As responsible and on top of things as I like to believe I am, its starting to become clear that a bit of a pattern is emerging. I do great work for an organization for years, develop a great reputation, and then, right before I am about to leave, something happens to tarnish or destroy that reputation. Its happened in work related situations twice, and twice, I believe, in spiritual community situations. The spiritual community ones were probably not that serious (in both cases I decided to leave and folks took issue with it) but the job related ones are giving me grief.
I think that one of the main reasons that I am so upset is because I don't want this to be the story of my life. I want to be professional when leaving for greener pastures, but sometimes life throws you curve balls. One of my issues is that I tend to pile a lot of stuff on my plate, become overwhelmed, and then am unable to complete it all. I really have to consider what needs to change in my life, especially as I embark on this new career.
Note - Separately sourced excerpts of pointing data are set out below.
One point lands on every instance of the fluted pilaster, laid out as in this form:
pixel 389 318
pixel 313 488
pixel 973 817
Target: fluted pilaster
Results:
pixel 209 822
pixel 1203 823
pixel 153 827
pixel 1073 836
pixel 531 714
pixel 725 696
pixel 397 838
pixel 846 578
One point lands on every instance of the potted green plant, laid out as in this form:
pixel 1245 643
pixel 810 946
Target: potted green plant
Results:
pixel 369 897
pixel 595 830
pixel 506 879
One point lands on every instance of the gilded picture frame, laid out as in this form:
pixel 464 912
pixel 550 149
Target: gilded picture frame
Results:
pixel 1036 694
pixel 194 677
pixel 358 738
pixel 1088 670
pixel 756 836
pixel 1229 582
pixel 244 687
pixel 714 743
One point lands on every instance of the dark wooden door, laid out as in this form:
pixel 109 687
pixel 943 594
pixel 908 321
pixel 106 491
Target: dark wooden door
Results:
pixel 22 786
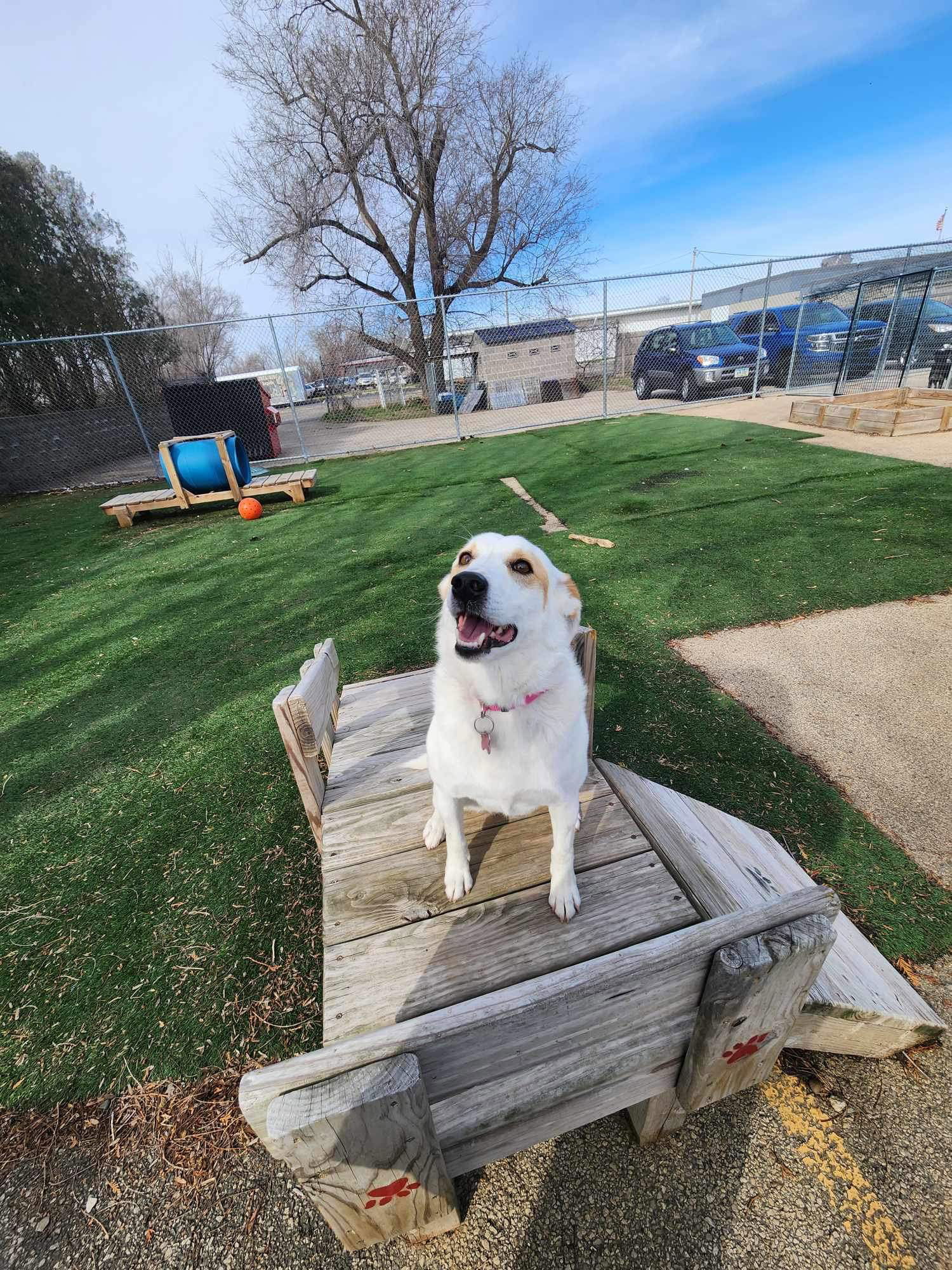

In the wider scheme of things, I hit most of my targets, but I failed in one. So I don't feel unsuccessful or really bad about the situation in that sense. I suppose I should feel a little upset because the work I was doing was really important and contributed to a very important project. But I am trying to provide the organization with as much as possible, while realizing and admitting that I missed the mark. I am trying to be honest with people and apologetic, but again, sometimes things don't turn out perfectly, and people get disappointed.
As I move on to my new career, I want to be mindful of my weaknesses and to really think about how I can overcome this shortcoming of mine. I also want to consider this when interacting with others; perhaps I will be the one disappointed by someone's shortcomings; this experience can help me to be more empathetic to their situation.
In the end, this does not make me a bad person. I just was unable to complete a project and ended up disappointing and embarrassing people who had faith in me. Lesson learned.